If you work in the North, you’re familiar with the scene: patients in gowns, riding wheelchairs and trailing IV pumps scrambling over snow banks and icy walkways and braving frostbite-inducing winds to get off hospital property to have a smoke. I suppose for most of my readers, the image will induce a great big “Meh.” But a new article in the Canadian Medical Association Journal suggests otherwise, and that smokers who need to exit the hospital to smoke face special risks and little support in managing their addiction.
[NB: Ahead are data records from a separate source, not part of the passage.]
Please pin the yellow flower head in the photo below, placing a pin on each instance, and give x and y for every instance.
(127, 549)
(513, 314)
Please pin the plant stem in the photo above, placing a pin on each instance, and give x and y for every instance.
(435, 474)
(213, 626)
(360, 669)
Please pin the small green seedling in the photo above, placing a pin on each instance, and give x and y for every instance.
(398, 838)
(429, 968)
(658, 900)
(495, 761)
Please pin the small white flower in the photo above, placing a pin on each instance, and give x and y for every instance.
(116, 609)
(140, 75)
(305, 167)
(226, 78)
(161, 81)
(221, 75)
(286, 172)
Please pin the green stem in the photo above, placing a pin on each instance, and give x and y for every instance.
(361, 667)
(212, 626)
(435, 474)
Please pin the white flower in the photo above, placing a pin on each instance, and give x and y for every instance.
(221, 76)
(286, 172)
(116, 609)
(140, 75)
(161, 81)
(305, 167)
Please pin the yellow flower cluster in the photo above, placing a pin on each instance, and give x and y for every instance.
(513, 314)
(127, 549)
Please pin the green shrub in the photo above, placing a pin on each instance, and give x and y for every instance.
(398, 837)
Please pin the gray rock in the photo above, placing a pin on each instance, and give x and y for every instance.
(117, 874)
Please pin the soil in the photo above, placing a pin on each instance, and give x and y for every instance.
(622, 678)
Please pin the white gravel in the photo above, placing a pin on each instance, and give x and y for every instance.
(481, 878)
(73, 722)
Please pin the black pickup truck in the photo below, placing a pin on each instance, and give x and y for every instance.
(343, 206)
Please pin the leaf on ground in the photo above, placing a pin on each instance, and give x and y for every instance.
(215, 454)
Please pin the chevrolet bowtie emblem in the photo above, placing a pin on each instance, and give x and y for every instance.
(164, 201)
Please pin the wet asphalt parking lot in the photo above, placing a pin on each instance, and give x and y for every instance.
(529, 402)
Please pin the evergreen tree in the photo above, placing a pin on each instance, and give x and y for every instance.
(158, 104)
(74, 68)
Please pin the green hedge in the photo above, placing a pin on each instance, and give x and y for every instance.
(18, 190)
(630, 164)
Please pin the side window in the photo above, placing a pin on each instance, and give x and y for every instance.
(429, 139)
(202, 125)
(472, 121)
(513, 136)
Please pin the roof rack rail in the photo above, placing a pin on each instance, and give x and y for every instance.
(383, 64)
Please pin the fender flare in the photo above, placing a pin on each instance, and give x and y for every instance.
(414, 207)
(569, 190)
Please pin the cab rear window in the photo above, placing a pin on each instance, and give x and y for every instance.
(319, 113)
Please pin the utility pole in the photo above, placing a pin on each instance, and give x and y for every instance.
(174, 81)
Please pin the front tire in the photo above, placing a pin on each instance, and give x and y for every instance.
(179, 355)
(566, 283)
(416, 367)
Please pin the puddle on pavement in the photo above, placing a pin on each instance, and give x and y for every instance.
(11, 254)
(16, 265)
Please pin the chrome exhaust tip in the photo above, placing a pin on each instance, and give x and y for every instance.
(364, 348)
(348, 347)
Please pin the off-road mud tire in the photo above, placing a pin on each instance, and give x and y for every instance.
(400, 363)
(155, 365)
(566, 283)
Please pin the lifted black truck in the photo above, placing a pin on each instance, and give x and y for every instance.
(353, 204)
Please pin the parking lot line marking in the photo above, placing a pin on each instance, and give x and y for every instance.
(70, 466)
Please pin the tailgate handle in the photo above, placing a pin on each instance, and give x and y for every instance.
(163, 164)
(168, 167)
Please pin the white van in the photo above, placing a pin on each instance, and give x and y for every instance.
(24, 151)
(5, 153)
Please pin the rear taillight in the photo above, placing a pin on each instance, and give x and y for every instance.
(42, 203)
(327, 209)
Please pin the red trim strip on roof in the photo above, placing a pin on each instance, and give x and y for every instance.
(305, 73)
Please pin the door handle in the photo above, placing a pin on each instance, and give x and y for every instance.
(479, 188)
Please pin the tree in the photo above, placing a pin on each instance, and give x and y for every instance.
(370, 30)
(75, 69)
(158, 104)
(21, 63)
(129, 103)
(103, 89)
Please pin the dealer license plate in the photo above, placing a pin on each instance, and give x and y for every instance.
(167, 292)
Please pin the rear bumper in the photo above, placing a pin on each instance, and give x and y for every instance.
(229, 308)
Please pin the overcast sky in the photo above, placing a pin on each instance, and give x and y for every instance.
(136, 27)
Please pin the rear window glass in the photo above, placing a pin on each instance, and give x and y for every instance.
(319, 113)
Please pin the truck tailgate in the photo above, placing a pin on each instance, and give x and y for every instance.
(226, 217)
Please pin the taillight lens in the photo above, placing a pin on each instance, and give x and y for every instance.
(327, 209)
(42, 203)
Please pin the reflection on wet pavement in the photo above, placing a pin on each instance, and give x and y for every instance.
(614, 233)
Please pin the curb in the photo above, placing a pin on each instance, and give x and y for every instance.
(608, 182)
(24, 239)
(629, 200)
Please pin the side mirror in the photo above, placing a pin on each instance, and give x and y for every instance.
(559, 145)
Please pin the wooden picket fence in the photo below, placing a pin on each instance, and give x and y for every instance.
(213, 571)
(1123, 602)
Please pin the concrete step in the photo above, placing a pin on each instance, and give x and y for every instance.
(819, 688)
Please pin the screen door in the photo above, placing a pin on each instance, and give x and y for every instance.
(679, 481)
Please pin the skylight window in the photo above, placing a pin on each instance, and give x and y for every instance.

Money quote:
Study findings affirm evidence that tobacco dependence treatment is inconsistently offered in hospitals and heath providers were uninformed about tobacco dependence treatment, despite availability of nicotine-replacement therapy at study sites. This treatment gap is perplexing, especially as within Canada there exists an evidence-based hospital tobacco dependence treatment program. Unintended patient safety consequences of smoke-free property necessitate effective tobacco dependence treatment during a stay in hospital simply as a risk-management action. Moreover, a health-promoting policy that causes patients to face diverse safety concerns (treatment disruption, infectious disease contact, exposure to adverse weather and possible violence) projects a contradictory health message.
Not helping, of course, are the usual (and sometimes, let it be said, judgemental) opinions of heath care professionals who view smokers adversely and see them as the authors of their own problems.* They tend to take the somewhat cavalier position that if smokers want to go outside for a cigarette, well, that’s their lookout. Elderly woman who falls on ice and fractures a hip while out for a puff? Hell, she brought it on herself by smoking! But is it actually humane to send sick people to the curb in the winter to tend to their addiction? Is it consistent with good nursing practice? And what about the liability and duty-to-care?
*I will never forget the physician who told a young, pain-wracked lung cancer patient that she was responsible for her suffering, and that she should go home and “deal with it.” But some HCPs like to play the blame game in general and especially with patients with addictive behaviours.